Hi.

Long time no see!

A few months ago we deployed an opensearch cluster feeded by rsyslog and
let it running without giving it any attention, to be honest.
Today we realized it wasn't working and while reviewing things I noticed a
weird thing with rsyslog.
*Rsyslog is creating MANY (so many a simple "ls" gets stuck)
queue.xxxnumber files on disk.* Probably there's something wrong with our
configuration, but definitively is not working as I expected.

find /nfs/rsyslog/ -type f | wc -l results in *649420* queue.xxx files
du -sh /nfs/rsyslog/ results in *10T* (gladly, its an old synology)

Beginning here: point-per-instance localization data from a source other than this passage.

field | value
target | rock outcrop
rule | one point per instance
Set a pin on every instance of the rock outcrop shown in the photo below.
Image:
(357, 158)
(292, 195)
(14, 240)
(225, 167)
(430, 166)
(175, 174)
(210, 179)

*rsyslog -v (I should probably upgrade, yeah...)*
rsyslogd  8.2302.0 (aka 2023.02) compiled with:
PLATFORM: x86_64-pc-linux-gnu
PLATFORM (lsb_release -d):
FEATURE_REGEXP: Yes
GSSAPI Kerberos 5 support: No
FEATURE_DEBUG (debug build, slow code): No
32bit Atomic operations supported: Yes
64bit Atomic operations supported: Yes
memory allocator: system default
Runtime Instrumentation (slow code): No
uuid support: Yes
systemd support: Yes
Config file: /etc/rsyslog.conf
PID file: /var/run/rsyslogd.pid
Number of Bits in RainerScript integers: 64


*Configuration (I think is better to paste it complete, sorry if I'm
wrong):*
# https://www.rsyslog.com/doc/master/configuration/modules/omstdout.html
#module(load="omstdout")
# http://www.rsyslog.com/doc/v8-stable/configuration/modules/impstats.html
# http://www.rsyslog.com/rsyslog-statistic-counter/
# http://www.rsyslog.com/impstats-analyzer/
module(load="impstats" log.file="/logs/rsyslog-stats.log" interval="60"
log.syslog="off")

# http://www.rsyslog.com/doc/master/rainerscript/global.html
global(
      workDirectory="/data"
      # http://www.rsyslog.com/doc/v8-stable/troubleshooting/debug.html
      environment=["RSYSLOG_DEBUGLOG=/logs/rsyslog-debug.log",
"RSYSLOG_DEBUG=DebugOnDemand NoStdOut"]
      MaxMessageSize="128k"
      internalmsg.ratelimit.interval="1"
      internalmsg.ratelimit.burst="100000"

      #
http://www.rsyslog.com/doc/rsconf1_escapecontrolcharactersonreceive.html
      parser.escapeControlCharactersOnReceive="off"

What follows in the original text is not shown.